MCP Apps
An official MCP extension enabling tools to return interactive UI components — dashboards, forms, and visualizations — that render directly in conversations.
Traditional MCP tools return structured data that a language model summarizes as plain text. MCP Apps closes what its designers call “the context gap between what tools can do and what users can see” by enabling tools to return rich, interactive UI components that users can directly manipulate — without leaving the conversation. A sales analysis that once produced a text summary can now open an interactive dashboard where users filter by region, compare quarters, and export to CSV, all inline.
What are MCP Apps?
MCP Apps is an official extension to the MCP protocol.

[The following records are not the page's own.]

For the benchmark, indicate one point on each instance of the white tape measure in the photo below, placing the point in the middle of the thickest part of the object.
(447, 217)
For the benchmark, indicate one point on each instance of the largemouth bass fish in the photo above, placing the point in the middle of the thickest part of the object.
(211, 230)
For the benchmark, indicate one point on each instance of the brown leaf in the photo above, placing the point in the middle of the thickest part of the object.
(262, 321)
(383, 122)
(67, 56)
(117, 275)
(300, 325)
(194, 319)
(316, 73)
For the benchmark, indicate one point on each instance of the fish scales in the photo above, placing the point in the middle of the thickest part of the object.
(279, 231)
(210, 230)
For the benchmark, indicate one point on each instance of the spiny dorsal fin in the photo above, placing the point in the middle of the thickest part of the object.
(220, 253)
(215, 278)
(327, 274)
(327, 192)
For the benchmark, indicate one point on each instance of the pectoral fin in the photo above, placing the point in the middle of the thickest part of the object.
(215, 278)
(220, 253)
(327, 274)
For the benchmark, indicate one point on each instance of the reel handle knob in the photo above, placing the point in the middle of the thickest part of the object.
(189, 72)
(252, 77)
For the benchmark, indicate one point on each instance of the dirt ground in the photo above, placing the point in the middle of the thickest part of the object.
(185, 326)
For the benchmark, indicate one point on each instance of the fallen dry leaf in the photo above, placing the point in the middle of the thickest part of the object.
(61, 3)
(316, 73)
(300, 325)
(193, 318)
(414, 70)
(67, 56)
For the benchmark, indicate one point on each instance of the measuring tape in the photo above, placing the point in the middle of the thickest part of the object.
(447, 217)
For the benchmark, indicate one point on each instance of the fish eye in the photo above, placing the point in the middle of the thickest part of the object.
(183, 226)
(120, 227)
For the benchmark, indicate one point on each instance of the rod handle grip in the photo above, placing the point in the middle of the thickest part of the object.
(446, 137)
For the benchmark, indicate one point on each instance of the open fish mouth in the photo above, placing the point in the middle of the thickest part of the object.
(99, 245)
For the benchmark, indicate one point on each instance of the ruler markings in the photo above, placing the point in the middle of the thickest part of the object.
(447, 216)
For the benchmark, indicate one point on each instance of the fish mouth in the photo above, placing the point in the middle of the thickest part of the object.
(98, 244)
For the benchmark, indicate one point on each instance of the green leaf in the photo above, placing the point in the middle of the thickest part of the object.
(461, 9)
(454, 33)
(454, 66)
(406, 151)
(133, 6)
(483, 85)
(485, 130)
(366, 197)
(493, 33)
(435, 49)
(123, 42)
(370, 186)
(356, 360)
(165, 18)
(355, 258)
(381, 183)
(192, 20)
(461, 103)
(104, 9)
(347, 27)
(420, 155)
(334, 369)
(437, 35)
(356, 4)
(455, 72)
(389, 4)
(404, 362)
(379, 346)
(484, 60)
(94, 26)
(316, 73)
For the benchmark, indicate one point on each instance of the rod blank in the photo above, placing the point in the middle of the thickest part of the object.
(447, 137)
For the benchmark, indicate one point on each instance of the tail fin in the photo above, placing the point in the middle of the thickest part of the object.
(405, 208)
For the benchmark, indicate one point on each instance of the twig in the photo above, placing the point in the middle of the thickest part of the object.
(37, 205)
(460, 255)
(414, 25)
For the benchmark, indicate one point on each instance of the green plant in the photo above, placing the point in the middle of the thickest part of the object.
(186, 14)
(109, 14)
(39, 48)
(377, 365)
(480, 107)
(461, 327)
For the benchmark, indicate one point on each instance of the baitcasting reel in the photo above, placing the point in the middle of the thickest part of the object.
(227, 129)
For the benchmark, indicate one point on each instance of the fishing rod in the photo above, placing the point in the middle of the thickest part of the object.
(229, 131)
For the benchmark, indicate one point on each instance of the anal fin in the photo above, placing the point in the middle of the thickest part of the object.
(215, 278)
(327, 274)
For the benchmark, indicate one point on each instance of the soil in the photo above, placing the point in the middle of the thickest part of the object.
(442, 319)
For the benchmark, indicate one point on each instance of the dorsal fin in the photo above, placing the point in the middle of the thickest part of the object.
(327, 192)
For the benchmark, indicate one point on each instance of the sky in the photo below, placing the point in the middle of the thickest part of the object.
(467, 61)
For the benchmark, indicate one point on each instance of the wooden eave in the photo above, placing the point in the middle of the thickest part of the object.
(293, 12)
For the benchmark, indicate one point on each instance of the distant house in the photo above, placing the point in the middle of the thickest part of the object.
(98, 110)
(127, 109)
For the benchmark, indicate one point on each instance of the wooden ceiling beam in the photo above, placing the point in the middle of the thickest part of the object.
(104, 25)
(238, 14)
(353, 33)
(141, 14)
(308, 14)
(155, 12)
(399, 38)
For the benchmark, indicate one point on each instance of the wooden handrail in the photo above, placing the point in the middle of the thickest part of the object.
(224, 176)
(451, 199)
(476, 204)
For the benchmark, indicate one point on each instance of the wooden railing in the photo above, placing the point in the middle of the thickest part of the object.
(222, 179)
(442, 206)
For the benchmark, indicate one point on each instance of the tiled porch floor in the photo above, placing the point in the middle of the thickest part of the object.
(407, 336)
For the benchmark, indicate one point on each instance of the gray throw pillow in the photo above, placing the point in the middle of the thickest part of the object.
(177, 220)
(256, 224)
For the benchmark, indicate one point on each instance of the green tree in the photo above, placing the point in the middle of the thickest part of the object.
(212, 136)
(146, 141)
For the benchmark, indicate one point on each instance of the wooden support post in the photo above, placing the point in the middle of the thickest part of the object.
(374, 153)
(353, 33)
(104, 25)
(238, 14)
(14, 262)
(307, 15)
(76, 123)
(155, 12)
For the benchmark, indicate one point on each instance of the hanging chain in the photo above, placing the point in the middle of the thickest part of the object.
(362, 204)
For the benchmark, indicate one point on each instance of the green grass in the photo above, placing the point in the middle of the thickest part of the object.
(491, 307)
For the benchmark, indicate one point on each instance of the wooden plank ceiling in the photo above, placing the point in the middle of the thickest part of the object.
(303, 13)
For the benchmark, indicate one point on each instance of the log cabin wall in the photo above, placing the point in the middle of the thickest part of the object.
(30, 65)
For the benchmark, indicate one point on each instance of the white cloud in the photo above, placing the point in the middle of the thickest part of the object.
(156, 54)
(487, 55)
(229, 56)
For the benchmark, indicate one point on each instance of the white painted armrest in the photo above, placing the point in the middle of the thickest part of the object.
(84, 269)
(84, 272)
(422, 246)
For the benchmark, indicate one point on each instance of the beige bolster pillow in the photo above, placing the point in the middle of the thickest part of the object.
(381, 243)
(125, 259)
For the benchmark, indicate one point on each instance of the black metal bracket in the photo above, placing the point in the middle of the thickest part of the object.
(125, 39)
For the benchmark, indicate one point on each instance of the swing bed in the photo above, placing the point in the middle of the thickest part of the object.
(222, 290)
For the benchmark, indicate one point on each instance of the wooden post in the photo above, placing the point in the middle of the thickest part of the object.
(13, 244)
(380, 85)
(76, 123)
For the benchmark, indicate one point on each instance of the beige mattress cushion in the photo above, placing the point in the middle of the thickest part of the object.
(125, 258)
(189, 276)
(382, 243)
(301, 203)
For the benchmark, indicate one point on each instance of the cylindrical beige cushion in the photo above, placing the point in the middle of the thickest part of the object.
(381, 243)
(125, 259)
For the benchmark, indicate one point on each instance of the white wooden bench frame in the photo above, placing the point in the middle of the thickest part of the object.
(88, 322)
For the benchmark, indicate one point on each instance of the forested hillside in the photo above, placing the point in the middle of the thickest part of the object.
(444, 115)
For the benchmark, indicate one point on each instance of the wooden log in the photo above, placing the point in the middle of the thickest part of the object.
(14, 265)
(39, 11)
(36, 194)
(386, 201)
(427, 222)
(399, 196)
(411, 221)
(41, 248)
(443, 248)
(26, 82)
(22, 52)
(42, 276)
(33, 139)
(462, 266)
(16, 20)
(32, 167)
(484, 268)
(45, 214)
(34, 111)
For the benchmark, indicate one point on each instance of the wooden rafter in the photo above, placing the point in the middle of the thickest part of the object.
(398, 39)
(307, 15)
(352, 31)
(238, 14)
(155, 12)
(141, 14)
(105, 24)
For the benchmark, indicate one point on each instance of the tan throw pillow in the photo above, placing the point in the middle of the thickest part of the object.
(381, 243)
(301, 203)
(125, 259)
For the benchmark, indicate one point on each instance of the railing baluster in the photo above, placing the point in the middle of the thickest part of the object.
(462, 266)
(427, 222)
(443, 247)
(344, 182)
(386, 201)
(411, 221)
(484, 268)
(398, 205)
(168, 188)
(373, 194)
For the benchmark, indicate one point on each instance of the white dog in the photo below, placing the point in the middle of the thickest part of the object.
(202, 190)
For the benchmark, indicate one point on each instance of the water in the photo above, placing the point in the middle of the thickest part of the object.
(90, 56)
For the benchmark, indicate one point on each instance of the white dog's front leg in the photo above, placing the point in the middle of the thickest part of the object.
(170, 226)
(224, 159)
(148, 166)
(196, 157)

When a tool executes, it can include a _meta.ui field alongside its standard content response. That field references a ui:// resource — a bundled HTML and JavaScript application stored on the MCP server — and passes structured data into it. The host (Claude, VS Code, Goose) fetches the bundle, renders it in a sandboxed iframe within the conversation, and establishes a JSON-RPC channel so the embedded UI can communicate back with the server and add context to the ongoing conversation.
The result is that capabilities like interactive dashboards, configuration wizards, document viewers with annotation support, and real-time system monitors become first-class outputs from agent tool calls rather than links to external web pages.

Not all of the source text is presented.